Character ASCII Character ASCII
'0'-'9' 48-57 'A'-'Z' 65-90
'a'-'z' 97-122 Space 32
'\n' 10 '\t' 9

Wide and Unicode Characters

wchar_t wide = L'A';             // Wide character (2-4 bytes)
char16_t utf16 = u'A';           // UTF-16 character (C++11)
char32_t utf32 = U'A';           // UTF-32 character (C++11)
char8_t utf8 = u8'A';            // UTF-8 character (C++20)

// Wide string
wchar_t wstr[] = L"Hello";

Boolean Type

The bool Type

bool isActive = true;
bool hasPermission = false;

// In C++, non-zero is true, zero is false
bool a = 1;       // true
bool b = 0;       // false
bool c = -1;      // true (any non-zero)
bool d = 3.14;    // true

Boolean in Conditions

bool loggedIn = true;

if (loggedIn) {
    cout << "Welcome!" << endl;
}

// Explicit comparison is redundant:
if (loggedIn == true)  // Works, but unnecessary
if (loggedIn)          // Preferred

Boolean Operators

bool a = true, b = false;

// Logical AND
bool andResult = a && b;    // false

// Logical OR
bool orResult = a || b;     // true

// Logical NOT
bool notResult = !a;        // false

// Comparison operators return bool
bool isEqual = (5 == 5);    // true
bool isGreater = (5 > 3);   // true

Type Modifiers

Modifier Keywords

Modifier Effect
signed Can hold negative values (default for int)
unsigned Only non-negative values
short Smaller size
long Larger size
const Value cannot change
volatile Value may change unexpectedly
mutable Can be modified in const context

Examples

// Size modifiers
short int small = 100;           // At least 16 bits
long int big = 100000;           // At least 32 bits
long long int huge = 1e18;       // At least 64 bits

// Simplified (int is implied)
short s = 100;
long l = 100000;
long long ll = 1e18;

// Combining modifiers
unsigned long ul = 4000000000UL;
unsigned long long ull = 18000000000000000000ULL;

Type Conversion

Implicit Conversion (Automatic)

// Promotion: smaller type to larger type (safe)
int i = 100;
long l = i;          // int to long
double d = i;        // int to double

// Narrowing: larger type to smaller (may lose data)
double pi = 3.14159;
int truncated = pi;  // 3 (decimal lost!)
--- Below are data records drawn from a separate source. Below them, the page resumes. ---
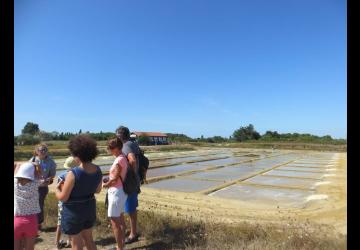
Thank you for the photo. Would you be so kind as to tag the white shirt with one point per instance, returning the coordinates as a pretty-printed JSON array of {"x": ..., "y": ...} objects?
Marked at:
[{"x": 26, "y": 198}]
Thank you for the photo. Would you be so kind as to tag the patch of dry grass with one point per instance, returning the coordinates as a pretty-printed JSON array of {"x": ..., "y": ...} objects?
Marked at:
[{"x": 162, "y": 232}]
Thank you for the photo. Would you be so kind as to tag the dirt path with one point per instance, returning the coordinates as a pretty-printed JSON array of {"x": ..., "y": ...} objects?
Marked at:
[{"x": 330, "y": 211}]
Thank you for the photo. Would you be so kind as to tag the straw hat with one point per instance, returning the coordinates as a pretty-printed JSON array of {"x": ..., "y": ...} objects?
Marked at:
[
  {"x": 70, "y": 163},
  {"x": 26, "y": 170}
]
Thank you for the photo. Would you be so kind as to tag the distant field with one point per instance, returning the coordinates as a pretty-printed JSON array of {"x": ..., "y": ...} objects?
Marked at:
[
  {"x": 277, "y": 145},
  {"x": 58, "y": 149}
]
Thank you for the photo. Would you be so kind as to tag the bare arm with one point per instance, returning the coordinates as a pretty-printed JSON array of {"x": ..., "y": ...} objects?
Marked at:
[
  {"x": 98, "y": 189},
  {"x": 64, "y": 193},
  {"x": 132, "y": 160}
]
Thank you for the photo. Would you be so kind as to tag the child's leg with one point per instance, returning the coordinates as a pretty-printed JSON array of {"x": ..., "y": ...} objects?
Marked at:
[
  {"x": 29, "y": 243},
  {"x": 58, "y": 235},
  {"x": 17, "y": 244}
]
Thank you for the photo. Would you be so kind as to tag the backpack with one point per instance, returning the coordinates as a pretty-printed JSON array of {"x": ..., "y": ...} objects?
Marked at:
[
  {"x": 130, "y": 183},
  {"x": 143, "y": 165}
]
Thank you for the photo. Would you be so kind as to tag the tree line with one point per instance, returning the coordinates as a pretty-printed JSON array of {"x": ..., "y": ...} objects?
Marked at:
[{"x": 31, "y": 134}]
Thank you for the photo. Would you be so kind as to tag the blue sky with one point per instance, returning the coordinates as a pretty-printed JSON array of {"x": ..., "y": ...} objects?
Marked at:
[{"x": 193, "y": 67}]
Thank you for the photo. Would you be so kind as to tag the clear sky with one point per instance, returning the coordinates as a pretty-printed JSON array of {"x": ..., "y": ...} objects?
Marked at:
[{"x": 197, "y": 67}]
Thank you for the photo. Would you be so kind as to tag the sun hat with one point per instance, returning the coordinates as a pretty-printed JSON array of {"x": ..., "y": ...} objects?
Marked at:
[
  {"x": 26, "y": 170},
  {"x": 70, "y": 163}
]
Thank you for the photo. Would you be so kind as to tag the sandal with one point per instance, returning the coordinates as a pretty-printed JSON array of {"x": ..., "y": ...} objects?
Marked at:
[
  {"x": 60, "y": 244},
  {"x": 129, "y": 240},
  {"x": 68, "y": 244}
]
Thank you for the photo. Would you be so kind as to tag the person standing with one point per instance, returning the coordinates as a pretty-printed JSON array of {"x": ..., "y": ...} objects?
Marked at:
[
  {"x": 70, "y": 163},
  {"x": 26, "y": 205},
  {"x": 48, "y": 170},
  {"x": 77, "y": 193},
  {"x": 131, "y": 151},
  {"x": 116, "y": 195}
]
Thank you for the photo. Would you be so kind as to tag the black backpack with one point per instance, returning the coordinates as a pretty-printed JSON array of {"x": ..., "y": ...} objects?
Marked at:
[
  {"x": 143, "y": 165},
  {"x": 130, "y": 184}
]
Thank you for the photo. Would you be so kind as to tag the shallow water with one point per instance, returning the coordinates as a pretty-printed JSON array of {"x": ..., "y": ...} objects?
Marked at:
[
  {"x": 184, "y": 185},
  {"x": 277, "y": 172},
  {"x": 272, "y": 196},
  {"x": 282, "y": 182},
  {"x": 225, "y": 174}
]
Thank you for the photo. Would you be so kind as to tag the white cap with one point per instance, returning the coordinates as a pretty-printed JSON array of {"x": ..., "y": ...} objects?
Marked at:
[{"x": 26, "y": 170}]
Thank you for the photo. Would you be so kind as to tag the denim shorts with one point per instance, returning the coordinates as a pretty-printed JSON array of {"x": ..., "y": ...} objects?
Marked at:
[
  {"x": 76, "y": 217},
  {"x": 131, "y": 203}
]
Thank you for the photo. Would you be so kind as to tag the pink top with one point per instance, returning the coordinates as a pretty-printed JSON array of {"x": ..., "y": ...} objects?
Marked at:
[{"x": 122, "y": 163}]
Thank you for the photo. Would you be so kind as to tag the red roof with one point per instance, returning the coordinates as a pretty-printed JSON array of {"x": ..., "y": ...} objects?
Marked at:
[{"x": 158, "y": 134}]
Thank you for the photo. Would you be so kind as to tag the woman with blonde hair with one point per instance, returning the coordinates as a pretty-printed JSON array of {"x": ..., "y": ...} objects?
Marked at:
[{"x": 48, "y": 169}]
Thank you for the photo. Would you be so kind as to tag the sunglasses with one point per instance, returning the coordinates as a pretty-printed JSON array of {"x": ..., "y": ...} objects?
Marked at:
[{"x": 42, "y": 150}]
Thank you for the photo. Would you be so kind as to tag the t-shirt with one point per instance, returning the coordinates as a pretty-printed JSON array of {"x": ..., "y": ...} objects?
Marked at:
[
  {"x": 62, "y": 176},
  {"x": 131, "y": 147},
  {"x": 123, "y": 163},
  {"x": 48, "y": 167},
  {"x": 26, "y": 198}
]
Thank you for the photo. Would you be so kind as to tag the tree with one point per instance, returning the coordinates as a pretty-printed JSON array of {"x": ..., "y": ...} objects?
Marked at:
[
  {"x": 246, "y": 133},
  {"x": 45, "y": 136},
  {"x": 28, "y": 139},
  {"x": 143, "y": 140},
  {"x": 30, "y": 128}
]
// Integer promotion in expressions
short a = 10, b = 20;
auto result = a + b; // Result is int, not short

Explicit Conversion (Casting)

// C-style cast (avoid in C++)
int i = (int)3.14;           // Old style

// C++ function-style cast
int j = int(3.14);           // Slightly better

// C++ named casts (preferred)
double d = 3.14;
int k = static_cast<int>(d); // Safest, most readable

C++ Cast Types

// static_cast - compile-time checked conversions
double d = 3.14;
int i = static_cast<int>(d);

// dynamic_cast - runtime checked (for polymorphism)
Derived* dp = dynamic_cast<Derived*>(basePtr);

// const_cast - remove or add const
const int* cp = &x;
int* p = const_cast<int*>(cp);

// reinterpret_cast - low-level reinterpretation
int* ip = reinterpret_cast<int*>(0x12345678);

Conversion Hierarchy

Promotion Order (implicit):
bool → char → short → int → long → long long → float → double → long double

When types mix in expressions, smaller types promote to larger.

Constants and Literals

Defining Constants

// const keyword (compile-time or runtime)
const int MAX_SIZE = 100;
const double PI = 3.14159265359;
const char NEWLINE = '\n';

// constexpr (compile-time only, C++11)
constexpr int BUFFER_SIZE = 1024;
constexpr double E = 2.71828;

// #define (preprocessor, avoid in C++)
#define OLD_STYLE_CONSTANT 100    // Not recommended

const vs constexpr

// const - may be initialized at runtime
const int x = getUserInput();    // OK

// constexpr - must be known at compile time
constexpr int y = 10 * 5;        // OK
constexpr int z = getUserInput(); // ERROR!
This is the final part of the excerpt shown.